Герой затих, задумался, что-то вспоминая, потом спросил меня:

– Об этом ты хотел узнать, малец?

– Спасибо… только я… Мало! А можно Звездочку потрогать? – попросил я на прощание. – У моего папы тоже семь орденов и медалей! И он тоже Днепр форсировал. Может, вы его и встречали?

Герой с интересом взглянул на стоявших в стороне моих родителей, давно вычислив их по очевидной заинтересованности к нашей беседе:

– У твоего отца, парень, самые важные награды – они за отвагу, за мужество, за стойкость! – потом, уже обращаясь к моему отцу, спросил:

– Пехота?

Отец утвердительно кивнул.

– Хороший у вас сын растет! С таким парнем, хоть сейчас в разведку! Только обойтись бы им, мальцам нашим, без подобного доверия…

На прощание он подал мне руку:

– До свидания, будущий герой! Рад был познакомиться! – потом приветливо обратился и к моим родителям. – До свидания! – и, поднявшись с парапета, пошел к терпеливо дожидавшейся его пожилой женщине, видимо, супруге. У неё на груди тоже блестели две яркие медали.

*

– Между тем, дорогой мой внук Сережа! – продолжил Алексей Петрович. – Кончался октябрь семидесятого года. То есть, с памятного юбилейного дня Победы, о котором я тебе рассказывал, прошло почти полгода. За это время нас выпустили из академии, присвоили долгожданные звания «лейтенант» и отправили в первый офицерский отпуск. А после отпуска я вступил в должность в прославленной ракетной бригаде.

И вот, в составе одного из её дивизионов я уже две недели напряженно занимался, как в войсках говорят, специальной и боевой подготовкой. Происходило это в учебном центре с красивым названием Зелёный Бор. Такая уж у ракетчиков специфика – для плодотворной учебы им более всего нужен простор и отсутствие посторонних глаз. Но, то и другое организовать на зимних квартирах, как называют их артиллеристы и ракетчики, невозможно. Впрочем, от подобной терминологии может сложиться впечатление, будто палатка, в которой я тогда размещался вместе с коллегами по оружию, являлась нашей летней квартирой! И будто бы жили мы почти по-царски – вот вам летний дворец, а вот вам и зимний дворец!

 

Однако обычная человеческая квартира мне ещё долго не светила. И хотя в верности и стойкости своей боевой подруги, то есть, твоей бабушки, я не сомневался, но тревожные мысли иногда появлялись. А что у нас получится, если ей, выросшей в прекрасном Ленинграде, тревожная жизнь в захолустье надоест?

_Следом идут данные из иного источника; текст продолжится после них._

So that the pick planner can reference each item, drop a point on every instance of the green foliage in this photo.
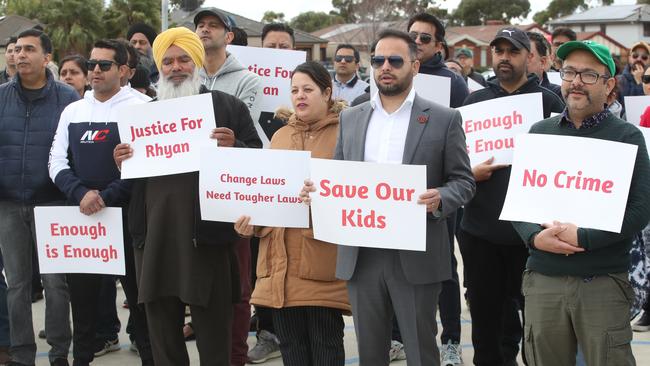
(477, 12)
(311, 21)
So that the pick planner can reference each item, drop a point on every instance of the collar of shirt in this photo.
(375, 102)
(590, 122)
(350, 83)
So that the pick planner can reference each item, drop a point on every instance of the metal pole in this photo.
(163, 14)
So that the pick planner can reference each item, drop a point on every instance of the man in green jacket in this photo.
(576, 283)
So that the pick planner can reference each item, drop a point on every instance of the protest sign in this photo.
(262, 184)
(433, 88)
(635, 106)
(274, 67)
(579, 180)
(490, 126)
(71, 242)
(368, 204)
(166, 136)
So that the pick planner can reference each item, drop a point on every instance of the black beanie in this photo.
(145, 29)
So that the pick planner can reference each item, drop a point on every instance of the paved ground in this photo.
(124, 357)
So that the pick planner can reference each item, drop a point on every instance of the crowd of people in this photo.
(560, 291)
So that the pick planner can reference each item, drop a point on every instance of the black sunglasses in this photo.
(347, 59)
(425, 38)
(104, 65)
(394, 61)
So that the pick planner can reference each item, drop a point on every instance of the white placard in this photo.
(579, 180)
(263, 184)
(166, 136)
(473, 86)
(71, 242)
(368, 204)
(635, 106)
(433, 88)
(491, 126)
(554, 77)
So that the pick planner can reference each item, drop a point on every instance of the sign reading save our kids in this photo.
(166, 136)
(263, 184)
(71, 242)
(491, 126)
(579, 180)
(368, 204)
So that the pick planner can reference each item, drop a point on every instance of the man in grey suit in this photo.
(397, 126)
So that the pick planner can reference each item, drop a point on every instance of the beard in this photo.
(190, 86)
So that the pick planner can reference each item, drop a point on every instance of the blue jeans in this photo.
(17, 241)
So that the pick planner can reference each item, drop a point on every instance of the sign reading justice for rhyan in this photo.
(71, 242)
(580, 180)
(263, 184)
(368, 204)
(166, 136)
(491, 126)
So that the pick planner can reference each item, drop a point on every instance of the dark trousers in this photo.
(449, 300)
(211, 324)
(494, 288)
(310, 336)
(242, 309)
(264, 315)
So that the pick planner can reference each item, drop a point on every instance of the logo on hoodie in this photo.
(92, 136)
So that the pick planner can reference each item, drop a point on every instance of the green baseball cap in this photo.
(598, 50)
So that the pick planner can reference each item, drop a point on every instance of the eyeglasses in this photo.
(394, 61)
(347, 59)
(587, 77)
(104, 65)
(425, 38)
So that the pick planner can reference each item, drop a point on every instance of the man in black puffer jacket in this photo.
(29, 115)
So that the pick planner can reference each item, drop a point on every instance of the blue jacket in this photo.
(26, 133)
(436, 66)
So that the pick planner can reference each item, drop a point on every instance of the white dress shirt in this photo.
(386, 134)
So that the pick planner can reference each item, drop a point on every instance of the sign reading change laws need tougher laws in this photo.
(368, 204)
(263, 184)
(580, 180)
(71, 242)
(491, 126)
(166, 136)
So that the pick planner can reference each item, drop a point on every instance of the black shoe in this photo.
(60, 362)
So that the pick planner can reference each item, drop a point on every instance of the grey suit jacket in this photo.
(435, 138)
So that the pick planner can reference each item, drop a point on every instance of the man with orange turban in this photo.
(181, 259)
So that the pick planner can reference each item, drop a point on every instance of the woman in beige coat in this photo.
(295, 272)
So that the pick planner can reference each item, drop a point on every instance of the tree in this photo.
(559, 8)
(272, 17)
(311, 21)
(121, 14)
(186, 5)
(477, 12)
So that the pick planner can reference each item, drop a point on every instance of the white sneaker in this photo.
(451, 354)
(396, 351)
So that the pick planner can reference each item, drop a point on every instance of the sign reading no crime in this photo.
(369, 205)
(166, 136)
(579, 180)
(71, 242)
(491, 126)
(263, 184)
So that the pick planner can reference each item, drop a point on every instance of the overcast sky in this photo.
(254, 9)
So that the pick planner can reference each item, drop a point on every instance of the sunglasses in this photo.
(104, 65)
(395, 61)
(347, 59)
(425, 38)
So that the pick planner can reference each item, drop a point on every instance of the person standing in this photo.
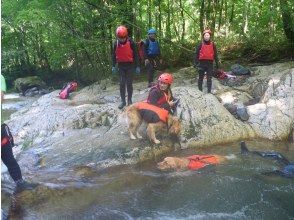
(7, 144)
(125, 55)
(206, 53)
(161, 96)
(151, 54)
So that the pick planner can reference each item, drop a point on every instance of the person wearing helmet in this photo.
(125, 55)
(206, 53)
(7, 156)
(151, 54)
(161, 95)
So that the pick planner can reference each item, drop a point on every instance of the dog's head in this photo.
(167, 164)
(174, 126)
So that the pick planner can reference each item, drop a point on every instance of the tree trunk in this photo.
(288, 22)
(149, 14)
(232, 15)
(220, 15)
(183, 21)
(168, 30)
(159, 17)
(201, 19)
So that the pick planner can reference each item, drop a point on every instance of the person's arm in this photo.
(197, 51)
(215, 56)
(3, 87)
(154, 96)
(135, 53)
(113, 54)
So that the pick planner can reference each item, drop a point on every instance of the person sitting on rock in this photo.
(206, 53)
(125, 54)
(161, 95)
(7, 156)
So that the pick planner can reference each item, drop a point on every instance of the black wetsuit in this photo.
(126, 70)
(8, 158)
(205, 66)
(288, 167)
(153, 59)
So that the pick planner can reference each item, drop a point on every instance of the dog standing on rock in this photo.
(158, 119)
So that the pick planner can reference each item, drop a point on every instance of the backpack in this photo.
(67, 89)
(153, 47)
(140, 46)
(239, 70)
(6, 136)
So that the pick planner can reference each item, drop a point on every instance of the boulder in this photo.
(273, 117)
(23, 84)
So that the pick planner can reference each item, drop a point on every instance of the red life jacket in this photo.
(162, 113)
(206, 52)
(163, 99)
(6, 136)
(124, 52)
(140, 46)
(200, 161)
(70, 87)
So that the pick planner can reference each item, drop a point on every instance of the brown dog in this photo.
(194, 162)
(135, 119)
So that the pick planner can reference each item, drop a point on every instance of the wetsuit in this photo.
(197, 162)
(160, 98)
(151, 53)
(205, 64)
(127, 59)
(288, 167)
(6, 147)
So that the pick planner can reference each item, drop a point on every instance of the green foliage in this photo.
(72, 39)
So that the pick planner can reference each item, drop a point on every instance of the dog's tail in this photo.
(244, 149)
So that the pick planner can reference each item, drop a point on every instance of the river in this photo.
(237, 189)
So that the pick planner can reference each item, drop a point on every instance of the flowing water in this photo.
(237, 189)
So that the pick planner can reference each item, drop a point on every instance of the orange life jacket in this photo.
(206, 52)
(163, 99)
(162, 113)
(199, 161)
(124, 52)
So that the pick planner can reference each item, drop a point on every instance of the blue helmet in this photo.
(152, 31)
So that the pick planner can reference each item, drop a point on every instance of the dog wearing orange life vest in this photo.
(158, 120)
(194, 162)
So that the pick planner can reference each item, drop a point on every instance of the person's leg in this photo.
(11, 164)
(122, 85)
(200, 78)
(150, 72)
(209, 77)
(129, 82)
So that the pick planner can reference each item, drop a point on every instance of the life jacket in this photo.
(163, 99)
(140, 46)
(152, 47)
(124, 52)
(6, 136)
(220, 74)
(206, 51)
(160, 112)
(68, 88)
(200, 161)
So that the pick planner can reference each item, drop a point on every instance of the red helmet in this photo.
(206, 31)
(121, 32)
(166, 78)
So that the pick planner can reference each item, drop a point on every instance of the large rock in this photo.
(273, 118)
(23, 84)
(205, 121)
(88, 129)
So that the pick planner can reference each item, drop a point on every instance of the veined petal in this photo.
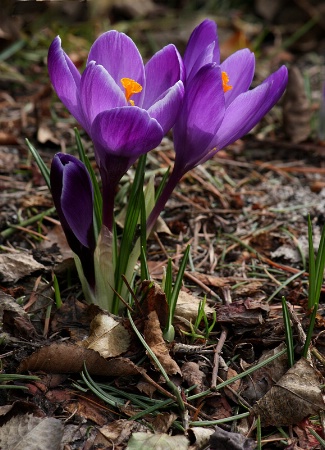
(166, 109)
(240, 67)
(249, 108)
(128, 132)
(98, 92)
(201, 115)
(65, 79)
(118, 54)
(162, 71)
(202, 36)
(73, 198)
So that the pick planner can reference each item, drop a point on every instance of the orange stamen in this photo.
(225, 81)
(131, 87)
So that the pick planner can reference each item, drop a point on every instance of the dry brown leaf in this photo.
(70, 358)
(262, 380)
(149, 441)
(154, 338)
(200, 437)
(295, 396)
(163, 421)
(241, 312)
(187, 307)
(118, 432)
(193, 375)
(155, 300)
(107, 336)
(225, 440)
(15, 266)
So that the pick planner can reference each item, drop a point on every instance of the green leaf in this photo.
(157, 441)
(288, 333)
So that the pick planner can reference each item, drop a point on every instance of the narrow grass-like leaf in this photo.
(162, 184)
(258, 433)
(288, 333)
(237, 377)
(130, 226)
(143, 239)
(310, 331)
(11, 230)
(316, 276)
(317, 436)
(168, 285)
(45, 171)
(172, 387)
(207, 423)
(57, 293)
(312, 267)
(168, 332)
(98, 200)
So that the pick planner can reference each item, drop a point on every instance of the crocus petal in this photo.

Заговорился я, Сережа! Много тебе второстепенного рассказал… Но самому, знаешь ли, стало интересно кое-что вспомнить! И всё же я добрался до того самого человека, ради которого и завёл этот разговор!

Так вот, однажды, выйдя из полевой солдатской столовой, расположившейся под высоченными, голыми на две трети соснами, я обогнул курилку. Есть такое место, где солдаты переводят дух до следующих изматывающих тренировок на технике. Уже собирался идти дальше, но заинтересовался увиденным.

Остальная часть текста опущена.